There are also several limitations to the present study. As with any decision analysis, the results depend upon the validity of the base-case estimates. Because our base-case point estimates are largely derived from randomized controlled trials and expert opinion, our findings may not be generalizable to all relevant arthritis populations. Moreover, several of our estimates are based on studies of varying design, patient population, followup, and quality. However, we attempted to guard against inaccurate base-case results by systematically reviewing the literature, relying on preexisting meta-analyses when available, and conducting our own meta-analyses when necessary to develop precise point estimates. In addition, we relied upon an expert panel of physicians to provide estimates in areas in which data are lacking. In circumstances where clinical data are incomplete, the National Panel for Cost-Effectiveness in Health and Medicine suggests that estimates should be developed on the basis of extrapolation and imputation of the best available evidence and theory (50). In this regard, the National Panel considers this method of estimation to be “a valid form of scientific inquiry.” We therefore believe that our exploratory analysis is based upon the best-available data.

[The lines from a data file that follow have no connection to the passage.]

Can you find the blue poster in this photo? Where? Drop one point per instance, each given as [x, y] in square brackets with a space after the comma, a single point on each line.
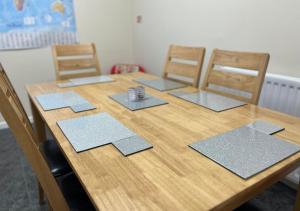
[36, 23]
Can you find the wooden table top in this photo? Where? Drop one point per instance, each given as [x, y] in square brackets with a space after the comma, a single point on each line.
[171, 176]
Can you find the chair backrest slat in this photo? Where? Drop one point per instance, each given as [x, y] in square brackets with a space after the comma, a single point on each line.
[15, 116]
[184, 62]
[221, 72]
[74, 61]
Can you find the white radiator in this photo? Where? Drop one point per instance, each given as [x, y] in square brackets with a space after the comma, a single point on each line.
[281, 93]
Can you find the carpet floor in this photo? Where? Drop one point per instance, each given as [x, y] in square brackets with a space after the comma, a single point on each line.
[18, 185]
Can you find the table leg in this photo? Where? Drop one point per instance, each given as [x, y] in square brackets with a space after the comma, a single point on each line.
[297, 205]
[39, 124]
[41, 136]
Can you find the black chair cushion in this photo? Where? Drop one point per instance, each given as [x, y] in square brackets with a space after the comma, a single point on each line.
[55, 159]
[74, 193]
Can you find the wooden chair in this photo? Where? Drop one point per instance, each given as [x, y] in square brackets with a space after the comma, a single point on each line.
[249, 80]
[15, 116]
[184, 62]
[75, 61]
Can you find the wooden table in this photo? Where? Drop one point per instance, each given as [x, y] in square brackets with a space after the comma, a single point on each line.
[171, 176]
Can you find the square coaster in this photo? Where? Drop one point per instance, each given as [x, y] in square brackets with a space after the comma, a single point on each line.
[161, 84]
[92, 131]
[265, 127]
[211, 101]
[178, 93]
[148, 102]
[60, 100]
[82, 107]
[132, 145]
[245, 151]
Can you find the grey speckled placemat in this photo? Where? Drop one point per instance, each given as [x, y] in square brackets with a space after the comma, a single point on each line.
[73, 100]
[148, 102]
[161, 84]
[132, 145]
[245, 151]
[93, 131]
[209, 100]
[85, 81]
[265, 127]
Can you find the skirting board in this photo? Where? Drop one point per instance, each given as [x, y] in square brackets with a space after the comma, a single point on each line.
[3, 124]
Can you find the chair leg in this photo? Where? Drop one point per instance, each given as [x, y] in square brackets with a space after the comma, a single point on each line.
[41, 194]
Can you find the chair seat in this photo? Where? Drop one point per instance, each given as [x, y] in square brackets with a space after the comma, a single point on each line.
[74, 193]
[55, 159]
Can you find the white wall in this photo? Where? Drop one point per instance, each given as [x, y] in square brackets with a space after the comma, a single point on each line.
[249, 25]
[107, 23]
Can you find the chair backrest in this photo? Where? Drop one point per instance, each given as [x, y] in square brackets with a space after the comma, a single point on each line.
[75, 61]
[15, 116]
[241, 72]
[184, 64]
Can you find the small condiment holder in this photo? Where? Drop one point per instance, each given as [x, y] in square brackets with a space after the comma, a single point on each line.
[136, 94]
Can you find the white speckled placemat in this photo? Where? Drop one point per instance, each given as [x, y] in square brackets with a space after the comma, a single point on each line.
[132, 145]
[148, 102]
[161, 84]
[73, 100]
[85, 81]
[93, 131]
[209, 100]
[245, 151]
[265, 127]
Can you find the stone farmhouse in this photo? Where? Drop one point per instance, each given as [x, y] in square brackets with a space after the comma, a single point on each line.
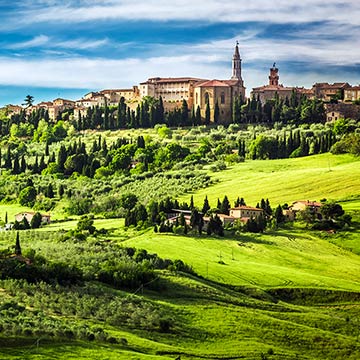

In conclusion, this analysis reveals that the cost-effectiveness of competing NSAID strategies in chronic arthritis is highly dependent on individual risk factors. Our analysis suggests that generic nonselective NSAIDs are most cost-effective in patients at low risk for an adverse event. However, as both the GI and cardiovascular risk increase, the addition of a PPI to a nonselective NSAID may be preferable to coxib-based strategies. We therefore suggest that the cost-effectiveness of these competing strategies be reappraised with additional prospective trials comparing the accrued cost and effectiveness across a range of risk profiles.